Home » Bee Farm Blog » Bees » Bee Bread-How Bees Make It

Bee Bread-How Bees Make It

This post may contain affiliate links – read our full disclosure

Pollen and Bee Bread

Each warm season thousands of honey bees work to secure food for their colony.  We know that honey bees collect nectar but they need pollen too.  In fact, bees make bee bread using raw pollen.

Fresh pollen would spoil when stored in beeswax cells for months at a time and it is difficult to digest. However, bee bread is nutritious, stable and easily digestible for honey bees.

Pellets of bee bread made by honey bees image.

What is Bee Bread?

Bee bread is about 75% pollen mixed with nectar, honey and bee saliva.  The added saliva and enzymes result in probiotic bacteria and yeasts that break down the pollen into an ingestible form.

Bee bread is used by nurse bees to aid in the rearing of bee brood.  The exact composition of this special food changes with different locales as the plant pollens collected are different.

Honey Bees Collect Pollen

Pollen is the only protein source for the honey bee colony.  But, not all pollen is created equal.  In fact, pollen varies a great deal in quality. 

Fortunately, bees gather pollen from many different plants.  When all of these pollens are mixed together the bees get a complete protein diet.

Honey bee with pollen and bee bread pellets image.

When the worker bee visits a pollen rich flower, some of the pollen grains are attracted to the hair covering the bee’s body.

This powdery pollen is gathered and mixed with a little nectar or saliva to form pellets.

Pollen pellets are then pushed onto the stiff hairs of the corbicula.  The corbicula is found on the hind legs of worker bees.  This structure is also called a “pollen basket”.

The average pollen load of a foraging bees may be up to 35% of her body weight- averaging about 15mg of pollen. 

The number of pollen grains needed to make a load varies greatly.  There is much diversity in the size of pollen grains produced by different flowers.

Worker honey bees with full pollen baskets on her legs image.

 Why Honey Bees Can Not Eat Fresh Pollen

As our forager bee flies through the air with colorful baskets of pollen, she must become tired and hungry.  You might think she would stop for a snack. 

However, foraging workers do not eat pollen.  Sadly, the bees could not eat this raw pollen even if they wanted to.

Pollen grains have a very tough outer coating.  Bees cannot eat the pollen grains because they lack the proteolytic enzymes needed for digestion.

How Pollen Becomes Bee Bread

Arriving back at the hive, the bee with full pollen baskets seeks out a wax cell.  Usually, a cell near the brood nest is chosen-though other sections of the hive can be used for storage. 

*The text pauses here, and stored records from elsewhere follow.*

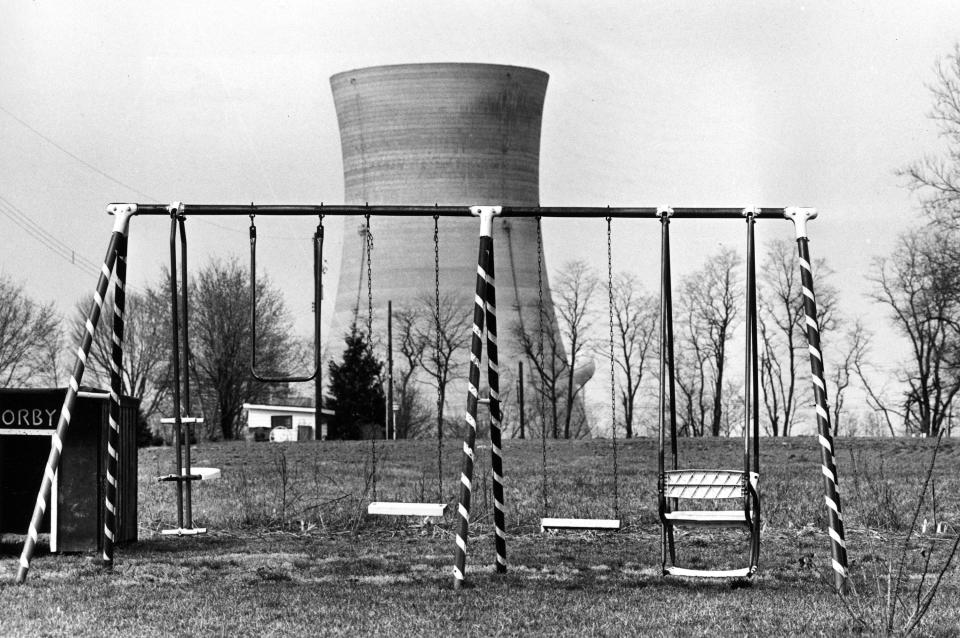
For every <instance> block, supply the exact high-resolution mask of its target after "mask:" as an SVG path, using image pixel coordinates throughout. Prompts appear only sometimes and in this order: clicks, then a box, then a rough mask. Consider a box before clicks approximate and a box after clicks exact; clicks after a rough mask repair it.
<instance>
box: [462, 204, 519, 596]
mask: <svg viewBox="0 0 960 638" xmlns="http://www.w3.org/2000/svg"><path fill="white" fill-rule="evenodd" d="M500 211H501V209H500V207H499V206H475V207H473V208H472V209H471V212H472V213H473V214H474V215H476V216H479V217H480V252H479V255H478V257H477V285H476V296H475V304H474V309H473V337H472V339H471V342H470V374H469V384H468V387H467V414H466V428H465V429H464V441H463V462H462V465H461V472H460V499H459V504H458V507H457V513H458V515H459V516H460V524H459V528H458V530H457V537H456V543H457V547H456V555H455V564H454V568H453V588H454V589H460V588H462V587H463V583H464V574H465V573H466V568H467V539H468V538H469V532H470V502H471V497H472V482H473V463H474V460H475V450H476V440H477V404H478V402H479V398H480V397H479V395H480V389H479V388H480V360H481V358H482V357H483V337H484V327H486V334H487V359H488V362H489V367H488V372H487V374H488V377H487V379H488V384H489V386H490V421H491V424H490V439H491V446H490V448H491V454H492V457H493V458H492V469H493V480H494V486H493V490H494V508H495V509H494V525H495V528H496V529H495V533H496V547H497V566H496V569H497V571H498V572H505V571H506V570H507V557H506V552H507V550H506V535H505V532H504V515H503V461H502V457H501V451H500V444H501V441H500V396H499V390H500V385H499V384H500V379H499V372H498V361H497V335H496V330H497V327H496V293H495V290H494V274H493V217H494V216H495V215H498V214H499V213H500Z"/></svg>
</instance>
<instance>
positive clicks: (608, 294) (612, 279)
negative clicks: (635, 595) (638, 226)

The pollen pellets are unloaded into a honeycomb cell. The hard-working forager returns to the field for another load.

In a while, a house bee comes along to inspect the cell containing pollen.  She uses her head to pack the pollen tightly in the cell.  This removes any trapped air pockets.

A little nectar and saliva containing enzymes is added to the cell contents.  Other foragers return and add more pollen to the cell until it is full.

An individual cell may contain many different colors of pollen from a variety of plants.

As the added enzymes react with the pollen, fermentation occurs.  This breaks down the pollen grains for easier digestion.

This changes raw pollen that is not very digestible into a protein powerhouse that stores well and can be used as a food source.

As a final step, house bees apply a light covering of honey over the surface of the bee bread. This is why stored pollen often has a shiny surface.

How is Bee Bread Used in the Colony?

The growth and well-being of the colony is dependent on a healthy strong new generation. Middle aged house bees that have not begun to forage are responsible for feeding brood.   

These nurse bees consume pollen stored in honeycomb cells. This protein rich substance is mixed with glandular secretions to make brood food.  Older larvae may be fed small bits of pollen too.

Glass jar of bee pollen and spoon image.

Is Bee Bread Good for You?

We know bee bread is essential for the health and well-being of a honey bee colony.  But, what about humans?  Can we eat bee bread?

Some studies say yes.  Bee bread is reported to have high nutritional value with a misxture of proteins, essential amino acids, omega fatty acids and simple sugars.

Bee bread has been called “Ambrosia” (food of the Gods).  Some people consume pollen and bee bread as part of their diet.

Final Thoughts on Bee Bread

Honey bees have a method of converting raw pollen into bee bread – a stable long term storage protein source.

This is just another way that bees have evolved to be able to survive Winter.  Stored digestible pollen make it possible to begin brood rearing in late Winter when no natural sources are available.